Bringen wir es doch mal auf den Punkt: Wir werden alle sterben. Und wir werden mit dem Tod von Menschen in Berührung kommen, die uns nahe stehen. Der Tod geht uns alle etwas an. Dennoch wissen wir wenig über ihn. Dabei ist er das einzige Lebensereignis, das uns garantiert ist.

 

Die Zeitschriftenregale sind voll mit Lifestyle-Heftchen. Jedem Bereich unseres Alltags, jeder Lebensoption wurde ein Magazin gewidmet. Zeitschriften über Babys, für Kinder und Jugendliche, für Sportler und Ernährungsbewusste, für Eltern und für Großeltern, für Junge und Senioren  für jede Lebensphase ist etwas zu finden. Das Ende allerdings wird allenfalls in medizinischen und juristischen Fachpublikationen diskutiert.

 

Man kann nicht mehr vom Tod als Tabuthema sprechen. In vielen Talksendungen, Dokuformaten und Filmen wird inzwischen über das Ende des Lebens berichtet. Darin sprechen meist Fachleute oder Betroffene. Das Team von drunter&drüber macht aus den verschiedenen Facetten des Todes ein Magazin für die Neugierigen.

 

DAS Magazin über den Tod!

Es gibt so viel über das Ende des Lebens zu erzählen. Unser Magazin bietet spannende, emotionale, informative und lustige Beiträge zur Endlichkeitskultur. Welche aktuellen Fragen aus Medizin, Ethik und Recht stellen sich, wenn man über den Tod redet? Welche Projekte und Kunstwerke erregen weltweit Aufsehen?
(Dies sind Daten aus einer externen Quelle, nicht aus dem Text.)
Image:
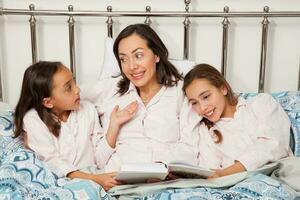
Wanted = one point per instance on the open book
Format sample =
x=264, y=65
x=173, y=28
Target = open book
x=141, y=172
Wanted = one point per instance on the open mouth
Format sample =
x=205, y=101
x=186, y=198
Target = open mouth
x=210, y=113
x=138, y=75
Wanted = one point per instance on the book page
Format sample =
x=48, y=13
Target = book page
x=188, y=171
x=142, y=172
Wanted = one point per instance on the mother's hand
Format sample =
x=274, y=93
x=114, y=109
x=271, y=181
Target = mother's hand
x=117, y=119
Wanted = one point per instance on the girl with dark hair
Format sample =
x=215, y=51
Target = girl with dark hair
x=149, y=79
x=62, y=130
x=235, y=134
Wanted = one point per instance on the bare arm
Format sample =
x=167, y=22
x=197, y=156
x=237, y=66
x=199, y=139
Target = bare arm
x=117, y=119
x=106, y=180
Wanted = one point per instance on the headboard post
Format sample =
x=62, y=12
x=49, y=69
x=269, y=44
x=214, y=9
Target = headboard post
x=186, y=23
x=109, y=23
x=225, y=23
x=148, y=20
x=32, y=22
x=263, y=54
x=71, y=23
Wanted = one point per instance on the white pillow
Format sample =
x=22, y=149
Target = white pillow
x=111, y=68
x=183, y=66
x=110, y=65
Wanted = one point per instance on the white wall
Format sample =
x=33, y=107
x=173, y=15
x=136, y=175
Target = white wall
x=206, y=34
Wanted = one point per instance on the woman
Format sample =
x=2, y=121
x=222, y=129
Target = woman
x=151, y=82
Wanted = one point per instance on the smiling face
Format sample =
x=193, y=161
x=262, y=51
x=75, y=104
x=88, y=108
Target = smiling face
x=65, y=93
x=138, y=62
x=209, y=101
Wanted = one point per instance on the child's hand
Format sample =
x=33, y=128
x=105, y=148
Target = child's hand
x=217, y=173
x=107, y=180
x=119, y=117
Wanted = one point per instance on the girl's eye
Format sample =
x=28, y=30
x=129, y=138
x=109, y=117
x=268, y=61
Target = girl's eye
x=68, y=88
x=206, y=96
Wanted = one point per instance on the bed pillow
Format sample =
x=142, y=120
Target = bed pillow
x=110, y=65
x=290, y=101
x=7, y=143
x=111, y=68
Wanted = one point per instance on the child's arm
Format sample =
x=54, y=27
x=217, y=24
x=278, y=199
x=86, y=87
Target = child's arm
x=271, y=133
x=235, y=168
x=106, y=180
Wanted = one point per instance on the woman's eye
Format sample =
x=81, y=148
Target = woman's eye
x=139, y=55
x=122, y=60
x=193, y=103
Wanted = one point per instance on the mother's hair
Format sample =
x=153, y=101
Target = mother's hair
x=166, y=73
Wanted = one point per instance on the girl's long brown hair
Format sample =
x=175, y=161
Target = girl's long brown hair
x=208, y=72
x=37, y=85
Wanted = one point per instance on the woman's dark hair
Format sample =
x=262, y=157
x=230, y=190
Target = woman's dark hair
x=166, y=73
x=37, y=85
x=208, y=72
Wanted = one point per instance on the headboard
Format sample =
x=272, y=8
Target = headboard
x=188, y=25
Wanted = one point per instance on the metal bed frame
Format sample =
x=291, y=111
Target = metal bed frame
x=187, y=14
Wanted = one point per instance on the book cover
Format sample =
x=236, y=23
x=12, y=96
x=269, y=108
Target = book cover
x=142, y=172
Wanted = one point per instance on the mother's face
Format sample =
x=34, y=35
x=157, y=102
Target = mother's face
x=138, y=62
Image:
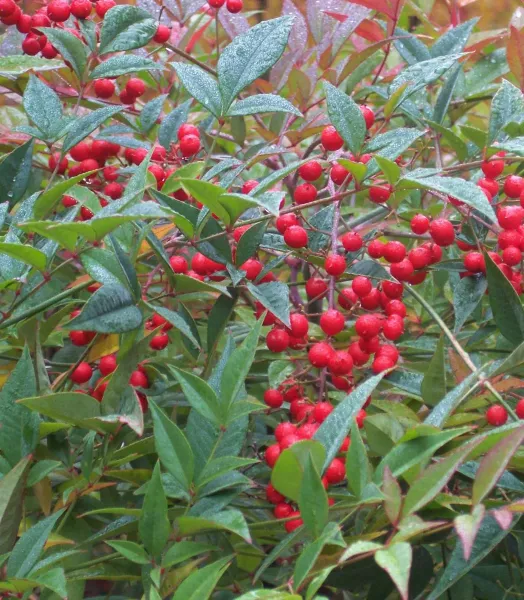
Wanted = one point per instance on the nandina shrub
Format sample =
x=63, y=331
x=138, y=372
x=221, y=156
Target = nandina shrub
x=261, y=303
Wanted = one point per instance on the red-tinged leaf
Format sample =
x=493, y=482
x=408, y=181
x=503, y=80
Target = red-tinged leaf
x=493, y=465
x=370, y=30
x=503, y=516
x=515, y=53
x=467, y=527
x=340, y=18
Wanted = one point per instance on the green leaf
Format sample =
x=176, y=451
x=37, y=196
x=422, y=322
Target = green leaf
x=130, y=550
x=201, y=86
x=493, y=465
x=250, y=55
x=172, y=447
x=312, y=501
x=69, y=47
x=111, y=309
x=86, y=125
x=208, y=194
x=336, y=426
x=181, y=551
x=27, y=550
x=154, y=527
x=200, y=396
x=311, y=552
x=505, y=303
x=262, y=103
x=238, y=367
x=345, y=115
x=50, y=198
x=43, y=107
x=288, y=471
x=429, y=483
x=123, y=64
x=466, y=296
x=396, y=561
x=275, y=297
x=454, y=40
x=126, y=28
x=167, y=132
x=433, y=386
x=466, y=191
x=19, y=64
x=202, y=582
x=488, y=537
x=18, y=426
x=15, y=172
x=249, y=242
x=506, y=104
x=12, y=486
x=25, y=253
x=358, y=467
x=151, y=112
x=419, y=75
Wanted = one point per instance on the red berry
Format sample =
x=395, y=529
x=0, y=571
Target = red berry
x=336, y=472
x=331, y=139
x=273, y=398
x=316, y=287
x=311, y=171
x=271, y=455
x=189, y=145
x=419, y=224
x=139, y=379
x=442, y=232
x=82, y=373
x=361, y=285
x=380, y=193
x=104, y=88
x=339, y=174
x=277, y=340
x=319, y=354
x=513, y=186
x=352, y=241
x=368, y=326
x=58, y=11
x=496, y=415
x=102, y=6
x=81, y=9
x=394, y=252
x=321, y=411
x=305, y=193
x=107, y=364
x=335, y=265
x=296, y=237
x=162, y=35
x=332, y=322
x=492, y=168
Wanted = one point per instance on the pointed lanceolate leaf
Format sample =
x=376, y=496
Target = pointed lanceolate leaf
x=201, y=85
x=337, y=425
x=250, y=55
x=172, y=447
x=345, y=115
x=505, y=303
x=126, y=27
x=111, y=309
x=493, y=465
x=153, y=526
x=12, y=486
x=396, y=561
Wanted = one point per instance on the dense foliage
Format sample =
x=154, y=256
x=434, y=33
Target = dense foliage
x=261, y=280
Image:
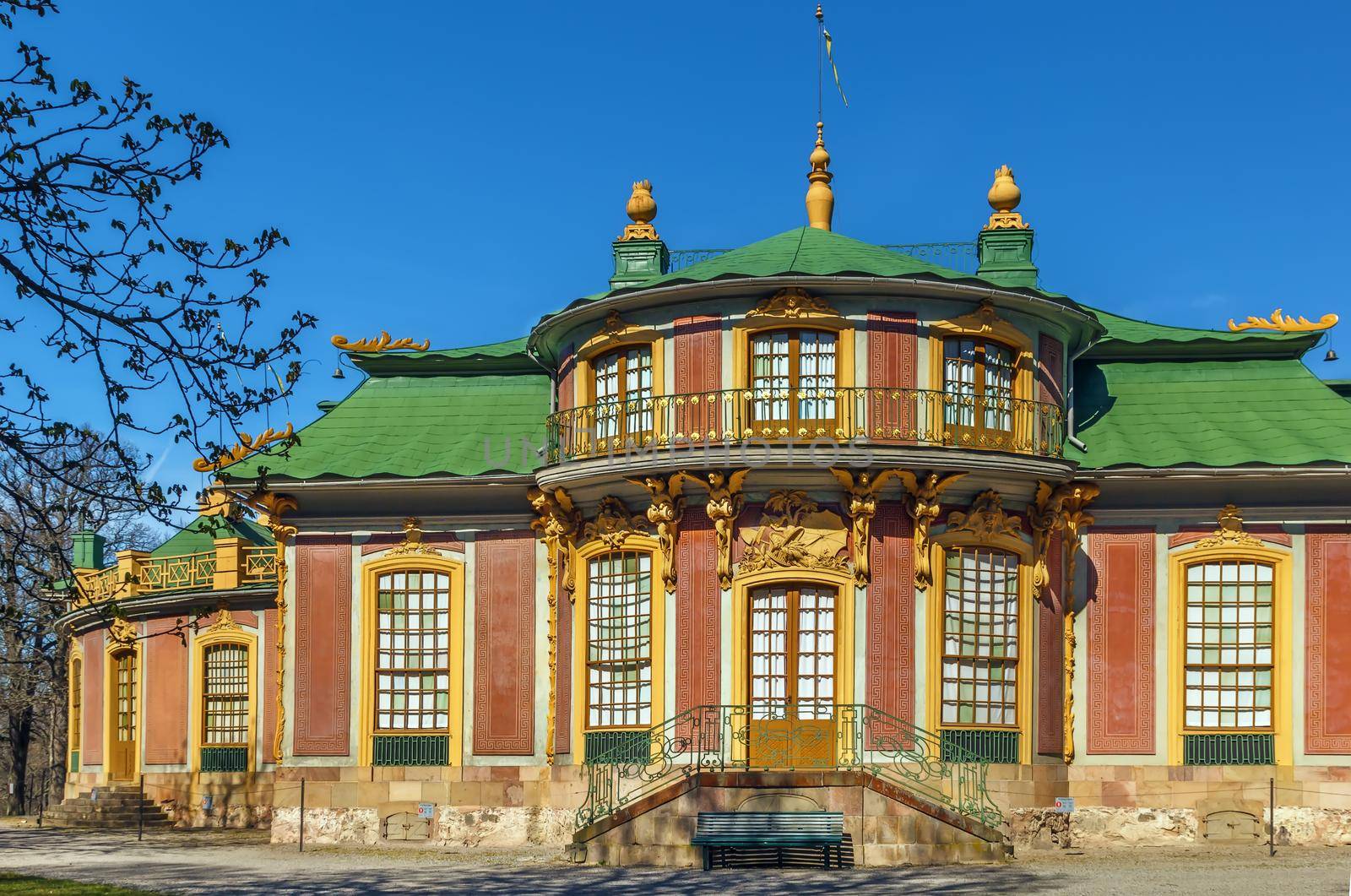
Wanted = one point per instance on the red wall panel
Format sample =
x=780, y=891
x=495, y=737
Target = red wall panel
x=323, y=645
x=891, y=616
x=166, y=693
x=697, y=614
x=1120, y=652
x=1327, y=635
x=504, y=643
x=91, y=736
x=1050, y=657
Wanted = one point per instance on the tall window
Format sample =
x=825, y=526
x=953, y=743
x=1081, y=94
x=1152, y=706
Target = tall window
x=1229, y=645
x=225, y=695
x=623, y=394
x=979, y=638
x=76, y=703
x=794, y=380
x=979, y=384
x=619, y=639
x=412, y=654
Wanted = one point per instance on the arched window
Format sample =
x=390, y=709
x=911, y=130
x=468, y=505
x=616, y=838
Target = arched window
x=794, y=382
x=979, y=649
x=225, y=707
x=979, y=377
x=1229, y=646
x=625, y=395
x=412, y=653
x=619, y=639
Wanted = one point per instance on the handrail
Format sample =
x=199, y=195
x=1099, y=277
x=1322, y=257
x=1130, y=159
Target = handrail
x=846, y=414
x=841, y=736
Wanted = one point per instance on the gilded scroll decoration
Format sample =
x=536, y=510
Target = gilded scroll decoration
x=796, y=533
x=412, y=542
x=862, y=488
x=724, y=506
x=557, y=522
x=922, y=503
x=665, y=513
x=384, y=342
x=794, y=301
x=985, y=518
x=245, y=446
x=1229, y=534
x=1285, y=323
x=1074, y=518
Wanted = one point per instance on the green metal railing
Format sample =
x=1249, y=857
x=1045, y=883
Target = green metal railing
x=990, y=745
x=841, y=736
x=842, y=415
x=225, y=758
x=410, y=749
x=1229, y=749
x=959, y=256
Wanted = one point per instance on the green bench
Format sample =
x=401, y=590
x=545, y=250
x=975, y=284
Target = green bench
x=722, y=831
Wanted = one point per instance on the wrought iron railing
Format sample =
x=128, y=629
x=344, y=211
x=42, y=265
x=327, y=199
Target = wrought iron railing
x=842, y=736
x=961, y=256
x=855, y=414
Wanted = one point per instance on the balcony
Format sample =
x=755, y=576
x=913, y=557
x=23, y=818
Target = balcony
x=231, y=564
x=844, y=415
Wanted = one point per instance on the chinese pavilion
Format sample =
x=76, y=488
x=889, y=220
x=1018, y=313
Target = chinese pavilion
x=811, y=524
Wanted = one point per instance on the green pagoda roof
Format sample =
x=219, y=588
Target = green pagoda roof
x=807, y=252
x=1207, y=412
x=198, y=535
x=1127, y=337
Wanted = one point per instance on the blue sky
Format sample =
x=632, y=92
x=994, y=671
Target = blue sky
x=456, y=171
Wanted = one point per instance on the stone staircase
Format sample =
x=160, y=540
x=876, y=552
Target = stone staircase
x=114, y=806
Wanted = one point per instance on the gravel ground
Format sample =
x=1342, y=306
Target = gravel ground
x=230, y=862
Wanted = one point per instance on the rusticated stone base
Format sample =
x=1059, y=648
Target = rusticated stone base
x=882, y=826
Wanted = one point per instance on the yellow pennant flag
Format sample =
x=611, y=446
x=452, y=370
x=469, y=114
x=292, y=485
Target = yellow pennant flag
x=830, y=54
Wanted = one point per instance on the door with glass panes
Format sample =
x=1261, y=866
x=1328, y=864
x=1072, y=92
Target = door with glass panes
x=792, y=676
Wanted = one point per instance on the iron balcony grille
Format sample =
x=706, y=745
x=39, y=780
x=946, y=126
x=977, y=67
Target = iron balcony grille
x=1229, y=749
x=619, y=747
x=410, y=749
x=990, y=745
x=225, y=758
x=839, y=415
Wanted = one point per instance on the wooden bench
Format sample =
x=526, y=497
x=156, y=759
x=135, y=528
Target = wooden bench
x=720, y=831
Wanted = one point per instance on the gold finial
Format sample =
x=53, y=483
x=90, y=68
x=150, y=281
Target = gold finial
x=1004, y=198
x=642, y=211
x=821, y=199
x=1285, y=323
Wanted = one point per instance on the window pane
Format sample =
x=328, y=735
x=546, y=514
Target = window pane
x=979, y=638
x=1229, y=645
x=619, y=612
x=412, y=657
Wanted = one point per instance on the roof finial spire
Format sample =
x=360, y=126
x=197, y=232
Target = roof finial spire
x=821, y=198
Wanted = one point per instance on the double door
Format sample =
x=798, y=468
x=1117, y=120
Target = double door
x=792, y=676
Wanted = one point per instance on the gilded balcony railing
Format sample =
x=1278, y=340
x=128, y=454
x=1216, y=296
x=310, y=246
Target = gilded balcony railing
x=842, y=736
x=842, y=415
x=260, y=565
x=177, y=573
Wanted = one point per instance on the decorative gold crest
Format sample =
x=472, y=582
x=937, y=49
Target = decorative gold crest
x=796, y=533
x=614, y=524
x=1285, y=323
x=985, y=518
x=245, y=446
x=384, y=342
x=412, y=542
x=792, y=303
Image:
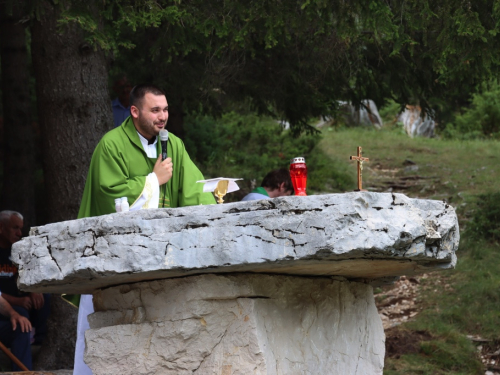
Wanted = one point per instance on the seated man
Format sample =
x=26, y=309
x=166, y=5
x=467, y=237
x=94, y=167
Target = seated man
x=15, y=333
x=34, y=306
x=276, y=183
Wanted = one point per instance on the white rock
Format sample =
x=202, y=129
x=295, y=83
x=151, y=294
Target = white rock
x=355, y=235
x=236, y=324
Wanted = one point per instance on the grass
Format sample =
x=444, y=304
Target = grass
x=465, y=301
x=456, y=170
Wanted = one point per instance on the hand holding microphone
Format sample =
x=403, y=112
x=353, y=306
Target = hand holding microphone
x=164, y=140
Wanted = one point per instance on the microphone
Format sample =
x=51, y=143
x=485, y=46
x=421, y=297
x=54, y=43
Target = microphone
x=163, y=140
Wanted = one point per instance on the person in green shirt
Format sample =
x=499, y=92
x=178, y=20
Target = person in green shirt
x=127, y=163
x=276, y=183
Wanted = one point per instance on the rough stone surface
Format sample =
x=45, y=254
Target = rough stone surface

Und welche Menschen beschäftigen sich eigentlich damit? Darüber schreiben wir: offen, gut verständlich, kontrovers und unterhaltsam.

 

Uns eint die Faszination am Thema Tod. Wir sind Menschen aus verschiedenen Professionen, die etwas mit dem Tod zu tun haben. Unser Blick auf das Thema ist offen und sehr neugierig. Unter dem Dach der FUNUS Stiftung haben wir das Konzept und die erste Ausgabe der drunter&drüber entwickelt. Mit dem Magazin wollen wir den Tod wieder da andocken, wo er hingehört, an das Leben. Dabei werden wir von unserem "morbiden" Netzwerk von Dienstleistern, Wissenschaftlern und Künstlern mit Gastbeiträgen und Impulsen unterstützt.